Rule #2. Get to the point.
"Cute" text, advertisements for things that don't exist, and overly elaborate story telling are nice novelties for awhile but when you play every game out, as I do, it gets old fast. And when my pitcher is getting lit up and my team's bats are stone cold, it gets old that much faster.
Since I'm on a roll, here are some other things about the PbP I can live without:
1. The diving catcher play. You've all seen this one, right. The ball is popped up, the catcher dives for it, it's in the glove, he hits the ground hard, the ball pops out, and golly gee, wasn't that a nice try? I've become certain of three things in life: death, taxes, and I will see this play at least once per game.
2. This is a big one. STOP TRYING TO FOOL ME. You can't. Okay? No matter how much "variety" is put into the PbP, players who play out every game will catch on eventually. With the current version, for example, if it's smashed, bashed, belted, crushed, jolted, blasted, or towering, it's an out. ALMOST always. Trying to make the outcome of the play "mysterious" to the player does not work in the end, and you just end up with really dumb sounding PbP. The flip side of the above example is that when it is a home run the call starts out really dull:
Here's a fly ball to right
(yawn)
Skydmaark drifts over.
He looks up.
It's gone!
Give me a break. Enough of this already. Don't try to fool me.
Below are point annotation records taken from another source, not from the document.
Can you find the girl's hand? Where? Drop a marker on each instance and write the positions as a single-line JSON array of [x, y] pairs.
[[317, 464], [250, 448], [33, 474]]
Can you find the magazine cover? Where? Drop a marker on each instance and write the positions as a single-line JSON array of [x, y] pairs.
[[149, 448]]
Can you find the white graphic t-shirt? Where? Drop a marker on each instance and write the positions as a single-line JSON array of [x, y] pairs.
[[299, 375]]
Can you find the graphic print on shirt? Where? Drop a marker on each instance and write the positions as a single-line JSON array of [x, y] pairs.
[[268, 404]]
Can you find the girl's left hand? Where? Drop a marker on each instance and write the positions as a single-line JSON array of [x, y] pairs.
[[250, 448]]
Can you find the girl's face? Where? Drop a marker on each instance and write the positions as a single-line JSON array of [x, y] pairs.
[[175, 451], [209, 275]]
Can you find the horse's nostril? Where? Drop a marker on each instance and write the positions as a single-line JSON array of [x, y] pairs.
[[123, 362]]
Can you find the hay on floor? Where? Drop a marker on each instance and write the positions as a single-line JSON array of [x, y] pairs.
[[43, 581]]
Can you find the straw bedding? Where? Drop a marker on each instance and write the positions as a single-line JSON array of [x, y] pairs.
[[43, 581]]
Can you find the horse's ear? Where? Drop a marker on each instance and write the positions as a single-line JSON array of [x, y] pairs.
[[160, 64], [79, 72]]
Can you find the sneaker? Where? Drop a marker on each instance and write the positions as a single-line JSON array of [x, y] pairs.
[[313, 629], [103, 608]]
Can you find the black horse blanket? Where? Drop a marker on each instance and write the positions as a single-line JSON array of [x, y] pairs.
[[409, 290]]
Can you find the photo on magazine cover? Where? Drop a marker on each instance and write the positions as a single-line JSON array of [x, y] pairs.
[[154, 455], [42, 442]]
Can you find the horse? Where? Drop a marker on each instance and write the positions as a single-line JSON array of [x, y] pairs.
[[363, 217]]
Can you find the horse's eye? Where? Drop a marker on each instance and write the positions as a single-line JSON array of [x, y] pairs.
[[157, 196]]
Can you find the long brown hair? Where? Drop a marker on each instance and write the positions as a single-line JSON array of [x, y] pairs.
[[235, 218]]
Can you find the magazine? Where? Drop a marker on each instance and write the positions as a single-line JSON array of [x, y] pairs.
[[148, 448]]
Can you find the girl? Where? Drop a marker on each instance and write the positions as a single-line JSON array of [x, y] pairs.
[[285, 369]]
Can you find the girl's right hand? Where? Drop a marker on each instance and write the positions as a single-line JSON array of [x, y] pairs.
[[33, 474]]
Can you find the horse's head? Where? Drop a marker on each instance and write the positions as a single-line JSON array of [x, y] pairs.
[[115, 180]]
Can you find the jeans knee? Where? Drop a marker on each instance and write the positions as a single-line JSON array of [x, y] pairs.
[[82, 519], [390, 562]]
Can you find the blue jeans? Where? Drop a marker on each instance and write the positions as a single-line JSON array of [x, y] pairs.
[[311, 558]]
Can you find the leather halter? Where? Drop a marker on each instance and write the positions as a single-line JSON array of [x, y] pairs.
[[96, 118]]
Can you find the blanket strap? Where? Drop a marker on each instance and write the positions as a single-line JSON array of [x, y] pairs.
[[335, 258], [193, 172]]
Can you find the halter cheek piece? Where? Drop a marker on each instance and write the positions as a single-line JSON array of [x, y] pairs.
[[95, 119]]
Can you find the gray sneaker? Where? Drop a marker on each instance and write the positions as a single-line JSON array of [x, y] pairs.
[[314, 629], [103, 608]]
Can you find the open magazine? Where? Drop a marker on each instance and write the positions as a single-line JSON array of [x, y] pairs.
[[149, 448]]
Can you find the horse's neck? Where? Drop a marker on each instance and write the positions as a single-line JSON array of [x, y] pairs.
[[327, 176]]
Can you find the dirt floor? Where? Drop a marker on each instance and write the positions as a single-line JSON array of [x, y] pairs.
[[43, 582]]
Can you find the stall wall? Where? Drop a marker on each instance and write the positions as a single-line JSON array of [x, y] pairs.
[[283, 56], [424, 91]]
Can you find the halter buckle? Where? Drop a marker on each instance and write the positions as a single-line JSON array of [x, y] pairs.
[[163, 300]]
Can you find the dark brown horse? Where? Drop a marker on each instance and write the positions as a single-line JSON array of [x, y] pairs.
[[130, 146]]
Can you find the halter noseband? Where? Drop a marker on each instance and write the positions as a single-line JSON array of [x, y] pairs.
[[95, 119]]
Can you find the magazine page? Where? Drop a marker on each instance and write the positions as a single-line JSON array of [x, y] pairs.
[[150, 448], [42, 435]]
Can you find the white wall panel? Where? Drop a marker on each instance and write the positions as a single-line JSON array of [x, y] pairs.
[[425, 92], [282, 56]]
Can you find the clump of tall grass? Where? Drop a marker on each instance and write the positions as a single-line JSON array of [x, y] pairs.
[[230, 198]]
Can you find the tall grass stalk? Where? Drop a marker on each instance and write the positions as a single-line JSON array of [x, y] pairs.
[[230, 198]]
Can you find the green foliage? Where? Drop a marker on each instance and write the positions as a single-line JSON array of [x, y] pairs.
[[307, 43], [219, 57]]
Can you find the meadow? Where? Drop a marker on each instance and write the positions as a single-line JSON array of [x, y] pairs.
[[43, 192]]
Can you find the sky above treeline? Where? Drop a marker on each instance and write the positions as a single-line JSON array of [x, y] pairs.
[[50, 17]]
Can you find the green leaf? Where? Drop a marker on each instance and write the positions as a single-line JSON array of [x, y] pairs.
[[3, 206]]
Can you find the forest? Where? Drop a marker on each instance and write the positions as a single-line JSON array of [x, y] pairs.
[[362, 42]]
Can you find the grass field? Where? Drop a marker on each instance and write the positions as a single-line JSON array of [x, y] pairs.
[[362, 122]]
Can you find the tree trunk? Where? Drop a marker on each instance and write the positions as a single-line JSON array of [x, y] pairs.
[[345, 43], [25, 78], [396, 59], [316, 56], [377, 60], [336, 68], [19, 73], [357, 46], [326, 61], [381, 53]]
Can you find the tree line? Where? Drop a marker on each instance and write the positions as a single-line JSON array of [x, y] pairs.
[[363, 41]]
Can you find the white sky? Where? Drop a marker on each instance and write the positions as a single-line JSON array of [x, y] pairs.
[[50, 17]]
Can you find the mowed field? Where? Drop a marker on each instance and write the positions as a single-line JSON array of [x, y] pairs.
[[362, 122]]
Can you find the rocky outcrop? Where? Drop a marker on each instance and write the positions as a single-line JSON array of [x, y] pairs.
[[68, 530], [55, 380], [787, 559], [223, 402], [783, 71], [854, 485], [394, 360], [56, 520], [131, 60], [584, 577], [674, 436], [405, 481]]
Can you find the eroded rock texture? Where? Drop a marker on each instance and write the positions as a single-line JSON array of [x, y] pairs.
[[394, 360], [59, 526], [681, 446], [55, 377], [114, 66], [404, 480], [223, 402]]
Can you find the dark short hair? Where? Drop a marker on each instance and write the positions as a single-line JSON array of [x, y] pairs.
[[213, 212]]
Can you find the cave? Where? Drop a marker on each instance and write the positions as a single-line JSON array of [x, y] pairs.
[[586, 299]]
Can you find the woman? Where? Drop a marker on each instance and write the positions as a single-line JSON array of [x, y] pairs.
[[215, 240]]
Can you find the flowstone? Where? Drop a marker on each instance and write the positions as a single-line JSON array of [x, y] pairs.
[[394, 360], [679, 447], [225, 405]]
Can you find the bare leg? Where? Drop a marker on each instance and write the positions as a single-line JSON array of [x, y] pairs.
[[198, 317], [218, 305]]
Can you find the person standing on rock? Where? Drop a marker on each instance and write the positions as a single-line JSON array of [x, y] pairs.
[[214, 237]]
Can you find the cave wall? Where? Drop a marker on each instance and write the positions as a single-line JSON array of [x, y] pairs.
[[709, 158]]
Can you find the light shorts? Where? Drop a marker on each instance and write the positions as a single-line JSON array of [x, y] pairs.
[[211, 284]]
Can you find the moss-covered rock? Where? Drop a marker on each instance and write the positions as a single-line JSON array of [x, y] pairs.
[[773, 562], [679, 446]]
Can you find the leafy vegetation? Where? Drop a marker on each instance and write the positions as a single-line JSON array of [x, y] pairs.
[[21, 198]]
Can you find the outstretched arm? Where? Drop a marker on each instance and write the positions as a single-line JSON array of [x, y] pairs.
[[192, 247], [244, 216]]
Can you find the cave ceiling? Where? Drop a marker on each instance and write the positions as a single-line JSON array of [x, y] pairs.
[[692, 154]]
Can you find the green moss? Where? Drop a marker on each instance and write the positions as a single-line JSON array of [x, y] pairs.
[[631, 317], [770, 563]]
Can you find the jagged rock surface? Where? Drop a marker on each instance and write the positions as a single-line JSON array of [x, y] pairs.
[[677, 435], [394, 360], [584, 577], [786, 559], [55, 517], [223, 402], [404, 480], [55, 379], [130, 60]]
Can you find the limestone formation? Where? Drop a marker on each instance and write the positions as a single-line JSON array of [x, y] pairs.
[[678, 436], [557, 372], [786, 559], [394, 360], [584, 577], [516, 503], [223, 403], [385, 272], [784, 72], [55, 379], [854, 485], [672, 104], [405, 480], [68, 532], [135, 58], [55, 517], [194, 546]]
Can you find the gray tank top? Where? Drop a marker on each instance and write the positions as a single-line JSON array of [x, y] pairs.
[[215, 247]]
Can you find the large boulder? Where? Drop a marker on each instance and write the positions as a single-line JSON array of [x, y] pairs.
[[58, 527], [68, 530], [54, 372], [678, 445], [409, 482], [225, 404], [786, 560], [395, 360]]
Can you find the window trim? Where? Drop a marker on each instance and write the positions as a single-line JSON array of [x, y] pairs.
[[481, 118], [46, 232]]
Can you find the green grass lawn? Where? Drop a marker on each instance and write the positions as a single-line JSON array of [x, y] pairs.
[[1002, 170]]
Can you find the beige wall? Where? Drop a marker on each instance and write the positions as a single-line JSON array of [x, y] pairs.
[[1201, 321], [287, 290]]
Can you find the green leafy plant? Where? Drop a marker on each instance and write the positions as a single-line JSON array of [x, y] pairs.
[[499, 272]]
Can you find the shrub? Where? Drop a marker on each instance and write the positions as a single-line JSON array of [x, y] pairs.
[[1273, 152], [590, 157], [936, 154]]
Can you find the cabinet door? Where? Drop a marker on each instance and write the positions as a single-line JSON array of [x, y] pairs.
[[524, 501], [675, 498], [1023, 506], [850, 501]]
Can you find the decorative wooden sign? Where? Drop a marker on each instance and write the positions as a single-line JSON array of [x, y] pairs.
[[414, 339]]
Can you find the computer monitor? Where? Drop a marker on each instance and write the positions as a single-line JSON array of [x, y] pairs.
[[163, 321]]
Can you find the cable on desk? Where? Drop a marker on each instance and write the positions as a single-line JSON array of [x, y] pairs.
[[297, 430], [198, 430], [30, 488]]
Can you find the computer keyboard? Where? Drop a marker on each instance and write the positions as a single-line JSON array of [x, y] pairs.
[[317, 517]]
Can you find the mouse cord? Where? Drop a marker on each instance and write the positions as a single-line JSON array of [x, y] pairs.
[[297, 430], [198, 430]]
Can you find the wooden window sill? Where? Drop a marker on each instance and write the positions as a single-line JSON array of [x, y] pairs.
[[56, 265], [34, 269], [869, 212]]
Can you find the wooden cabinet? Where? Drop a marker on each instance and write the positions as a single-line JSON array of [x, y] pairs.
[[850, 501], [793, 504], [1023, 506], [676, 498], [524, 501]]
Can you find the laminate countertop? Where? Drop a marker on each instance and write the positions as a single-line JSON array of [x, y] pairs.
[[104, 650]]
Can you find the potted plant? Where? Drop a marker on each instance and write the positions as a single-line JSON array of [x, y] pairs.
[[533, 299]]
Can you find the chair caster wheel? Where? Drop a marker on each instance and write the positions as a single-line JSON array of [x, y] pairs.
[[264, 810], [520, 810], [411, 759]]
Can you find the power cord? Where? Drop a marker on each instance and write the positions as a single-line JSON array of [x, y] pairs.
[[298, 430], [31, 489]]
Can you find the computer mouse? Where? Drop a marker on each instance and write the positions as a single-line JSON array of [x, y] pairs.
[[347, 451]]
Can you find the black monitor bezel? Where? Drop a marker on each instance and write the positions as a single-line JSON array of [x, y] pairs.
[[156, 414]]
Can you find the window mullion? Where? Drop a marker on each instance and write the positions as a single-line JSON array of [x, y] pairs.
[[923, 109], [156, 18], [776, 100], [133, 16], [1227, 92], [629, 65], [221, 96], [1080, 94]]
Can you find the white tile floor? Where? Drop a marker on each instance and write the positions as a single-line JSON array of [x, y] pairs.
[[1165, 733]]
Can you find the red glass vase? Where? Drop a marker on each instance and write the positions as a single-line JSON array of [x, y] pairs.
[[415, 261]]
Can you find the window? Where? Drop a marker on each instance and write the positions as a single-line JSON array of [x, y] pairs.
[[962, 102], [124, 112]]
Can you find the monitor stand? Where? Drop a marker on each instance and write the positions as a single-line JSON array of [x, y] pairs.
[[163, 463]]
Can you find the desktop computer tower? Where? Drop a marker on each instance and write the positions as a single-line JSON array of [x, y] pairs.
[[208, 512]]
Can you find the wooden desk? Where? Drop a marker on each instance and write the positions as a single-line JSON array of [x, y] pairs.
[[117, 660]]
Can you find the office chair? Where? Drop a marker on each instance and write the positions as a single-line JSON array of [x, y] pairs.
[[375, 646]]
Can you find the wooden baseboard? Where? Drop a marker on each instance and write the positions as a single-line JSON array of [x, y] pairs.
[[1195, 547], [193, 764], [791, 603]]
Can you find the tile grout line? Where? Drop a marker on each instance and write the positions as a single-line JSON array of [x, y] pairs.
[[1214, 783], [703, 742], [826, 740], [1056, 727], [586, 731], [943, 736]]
3. Foul territory is apparently everywhere. Anyone else noticing that a lot of balls are somehow "finding" foul territory, even in places like "on the infield", or after they have spun to a stop?
...here's the swing.
It's a dribbler.
It spins to a stop near home plate.
A tough play for Tony "Mayor McCheese" Mckensie.
But it rolls foul.
4. If nobody ever gets thrown out, why argue? Players and coaches occasionally argue with umpires. Why? This is more unnecessary text. Either reinstate the possibility for people to be thrown out or get rid of the arguements.
I could go on, but I think I've made my point.